Notes on Apache Redirect/Rewrite

Some Notes on Using Apache2 Redirect/Rewrite

A need recently arose to replace one domain name with a different one, which in turn required moving the web pages of the former domain to the new domain. In order to provide a reasonably smooth transition, the decision was made to retain the old site for a short period with all attempts to access any location at it directed to a page write a simple message indicating the new location.

To state the requirements a slightly different way, a web site needed to be set up wherein a request to any arbitrary web page would be directed to a single existing web page that would display a message indicating that the web page had moved.

The tools ultimately best used to produce the desired results in Apache2 are the "redirect" and "rewrite" series of directives. The "redirect" directives, "Redirect" and "RedirectMatch", are part of the Apache2 core. The "rewrite" directives are part of the "mod_write" module, which needs to be loaded if not already done. This can be accomplished using the following Apache2 configuration directives:

    <IfModule !rewrite_module>
        LoadModule rewrite_module /usr/local/lib/apache2/mod_rewrite.so
    </IfModule>

In a nutshell, these directives state that: if the rewrite module is not already loaded, then do so.

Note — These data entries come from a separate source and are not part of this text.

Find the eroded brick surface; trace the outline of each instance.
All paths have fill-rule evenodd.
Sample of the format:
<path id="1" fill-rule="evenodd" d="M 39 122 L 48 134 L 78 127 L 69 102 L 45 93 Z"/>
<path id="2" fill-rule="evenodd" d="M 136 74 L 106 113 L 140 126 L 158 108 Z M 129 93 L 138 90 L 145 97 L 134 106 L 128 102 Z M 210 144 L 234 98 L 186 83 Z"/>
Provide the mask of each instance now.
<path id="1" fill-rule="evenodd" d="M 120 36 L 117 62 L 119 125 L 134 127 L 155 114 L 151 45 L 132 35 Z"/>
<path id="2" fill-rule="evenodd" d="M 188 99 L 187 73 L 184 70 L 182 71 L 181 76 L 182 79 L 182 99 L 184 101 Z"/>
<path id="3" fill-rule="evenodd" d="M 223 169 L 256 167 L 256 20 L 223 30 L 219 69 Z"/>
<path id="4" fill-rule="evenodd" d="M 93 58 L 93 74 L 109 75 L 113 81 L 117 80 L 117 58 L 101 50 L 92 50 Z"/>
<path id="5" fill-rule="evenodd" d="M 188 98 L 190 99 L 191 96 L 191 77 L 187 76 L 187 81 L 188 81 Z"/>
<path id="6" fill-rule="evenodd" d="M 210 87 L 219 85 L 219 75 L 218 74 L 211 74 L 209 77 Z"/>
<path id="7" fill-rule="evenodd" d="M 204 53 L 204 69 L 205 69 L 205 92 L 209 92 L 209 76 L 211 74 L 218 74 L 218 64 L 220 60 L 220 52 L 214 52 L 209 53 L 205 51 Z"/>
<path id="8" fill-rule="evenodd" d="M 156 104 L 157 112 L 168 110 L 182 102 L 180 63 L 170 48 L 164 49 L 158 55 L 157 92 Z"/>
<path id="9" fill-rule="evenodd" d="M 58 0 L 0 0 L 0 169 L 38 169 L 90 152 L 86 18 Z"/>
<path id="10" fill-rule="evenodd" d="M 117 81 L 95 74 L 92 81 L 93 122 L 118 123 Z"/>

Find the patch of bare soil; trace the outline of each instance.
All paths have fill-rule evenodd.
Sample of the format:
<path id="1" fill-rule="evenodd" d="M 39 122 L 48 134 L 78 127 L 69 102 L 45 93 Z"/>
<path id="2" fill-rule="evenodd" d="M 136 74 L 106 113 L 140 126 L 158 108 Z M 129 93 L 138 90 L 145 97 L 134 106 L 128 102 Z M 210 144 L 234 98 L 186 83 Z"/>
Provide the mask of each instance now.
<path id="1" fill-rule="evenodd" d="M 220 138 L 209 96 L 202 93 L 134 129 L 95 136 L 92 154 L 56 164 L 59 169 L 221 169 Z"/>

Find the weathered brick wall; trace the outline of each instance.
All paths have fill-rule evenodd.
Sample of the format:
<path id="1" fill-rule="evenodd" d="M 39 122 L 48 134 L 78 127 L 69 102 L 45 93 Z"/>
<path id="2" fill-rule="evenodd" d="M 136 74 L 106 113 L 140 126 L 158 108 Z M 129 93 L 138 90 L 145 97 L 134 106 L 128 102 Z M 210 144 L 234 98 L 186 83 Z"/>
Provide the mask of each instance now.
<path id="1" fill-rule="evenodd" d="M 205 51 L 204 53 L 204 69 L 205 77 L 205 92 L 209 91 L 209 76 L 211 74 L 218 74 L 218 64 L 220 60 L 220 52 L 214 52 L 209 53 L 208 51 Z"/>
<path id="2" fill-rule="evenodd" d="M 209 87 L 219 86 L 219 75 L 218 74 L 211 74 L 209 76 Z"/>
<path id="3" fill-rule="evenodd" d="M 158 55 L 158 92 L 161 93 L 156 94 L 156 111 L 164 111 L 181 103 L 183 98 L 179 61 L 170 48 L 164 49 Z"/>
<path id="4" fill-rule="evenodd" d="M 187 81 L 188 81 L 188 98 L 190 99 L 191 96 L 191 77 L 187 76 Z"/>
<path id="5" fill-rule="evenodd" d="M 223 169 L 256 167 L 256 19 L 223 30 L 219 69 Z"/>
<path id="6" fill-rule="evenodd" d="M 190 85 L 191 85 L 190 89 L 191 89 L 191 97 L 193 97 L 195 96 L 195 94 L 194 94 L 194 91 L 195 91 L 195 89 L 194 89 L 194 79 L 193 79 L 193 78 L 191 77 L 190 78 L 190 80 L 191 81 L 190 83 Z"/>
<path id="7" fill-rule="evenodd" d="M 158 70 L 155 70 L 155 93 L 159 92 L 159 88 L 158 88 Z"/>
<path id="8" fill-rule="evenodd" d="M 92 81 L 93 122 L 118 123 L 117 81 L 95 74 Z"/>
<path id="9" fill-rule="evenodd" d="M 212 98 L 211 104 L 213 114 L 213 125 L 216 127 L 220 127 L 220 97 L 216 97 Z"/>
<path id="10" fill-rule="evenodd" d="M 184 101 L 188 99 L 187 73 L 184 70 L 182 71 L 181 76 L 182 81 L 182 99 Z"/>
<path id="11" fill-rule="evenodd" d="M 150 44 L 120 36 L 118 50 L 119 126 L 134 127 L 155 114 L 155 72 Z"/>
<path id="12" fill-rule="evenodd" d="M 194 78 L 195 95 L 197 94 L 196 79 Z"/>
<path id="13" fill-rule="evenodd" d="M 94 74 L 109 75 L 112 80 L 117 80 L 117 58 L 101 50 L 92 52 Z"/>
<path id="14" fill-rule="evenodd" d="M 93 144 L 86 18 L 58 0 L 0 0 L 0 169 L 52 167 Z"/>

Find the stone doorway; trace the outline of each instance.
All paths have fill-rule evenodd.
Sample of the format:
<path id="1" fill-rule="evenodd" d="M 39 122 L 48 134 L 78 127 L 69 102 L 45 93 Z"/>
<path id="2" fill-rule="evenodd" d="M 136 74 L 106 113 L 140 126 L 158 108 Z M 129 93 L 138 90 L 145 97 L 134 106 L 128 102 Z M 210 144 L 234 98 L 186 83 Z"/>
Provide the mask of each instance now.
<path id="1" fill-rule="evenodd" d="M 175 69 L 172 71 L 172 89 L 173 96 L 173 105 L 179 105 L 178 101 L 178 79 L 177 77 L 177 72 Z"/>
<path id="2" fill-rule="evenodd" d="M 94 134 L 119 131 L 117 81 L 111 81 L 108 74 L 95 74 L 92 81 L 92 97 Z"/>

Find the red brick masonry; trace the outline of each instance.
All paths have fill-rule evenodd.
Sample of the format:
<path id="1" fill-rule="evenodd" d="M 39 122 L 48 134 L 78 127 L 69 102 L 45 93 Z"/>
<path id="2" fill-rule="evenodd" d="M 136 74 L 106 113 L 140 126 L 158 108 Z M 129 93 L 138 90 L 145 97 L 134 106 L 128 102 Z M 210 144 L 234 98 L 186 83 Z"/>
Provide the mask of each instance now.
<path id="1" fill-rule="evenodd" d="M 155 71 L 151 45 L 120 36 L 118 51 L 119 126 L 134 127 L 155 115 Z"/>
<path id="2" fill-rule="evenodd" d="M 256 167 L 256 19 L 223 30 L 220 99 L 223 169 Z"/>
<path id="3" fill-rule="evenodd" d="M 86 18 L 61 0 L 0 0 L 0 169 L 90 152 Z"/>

For the remainder of this document, it is assumed that the web site resides at domain "www.example.com". It is also assumed that the web page with which all requests will be replaced is in file "index.html" at the root directory of the web site. Thus, the only available web page will be at:

    https://www.example.com/index.html

This will, of course, need to be replaced appropriately when being used.

Redirect HTTP to HTTPS

Since the original web site responded to both HTTP and HTTPS requests, the first step is to simplify the task by directing all requests to only one protocol, in this case: HTTPS. This can be done in more than one way.

Method 1

The simplest approach is to use the "Redirect" directive in the configuration for "http://www.example.com":

    Redirect permanent / https://www.example.com/

This directive takes a request for a web page and redirects it using HTTPS to the same location on the web site for "www.example.com". It does not change the actual web page being requested from that site. This directive can NOT, of course, be placed in the configuration for "https://www.example.com" itself or else it would create an infinite loop.

Method 2

The directive above does not, as indicated, change the URL path name of the location requested. Since the ultimate objective is to direct all traffic to a single specific web page, that approach, therefore, relies on some other mechanism to achieve the required effect. A more efficient way would be to attempt the full redirection directly at this stage, using a slightly modified version of the previous directive:

    RedirectMatch permanent ^ https://www.example.com/index.html

In this case, the entire URL is replaced with the new version, even though the "pattern" only seems to match the very beginning part of the original. As a result, EVERY request received is redirected using HTTPS to "index.html" at the root directory of the web site.

Method 3

An alternative approach is to use the "mod_rewrite" module:

    RewriteEngine on
    RewriteRule ^ https://www.example.com/index.html [L,R=301]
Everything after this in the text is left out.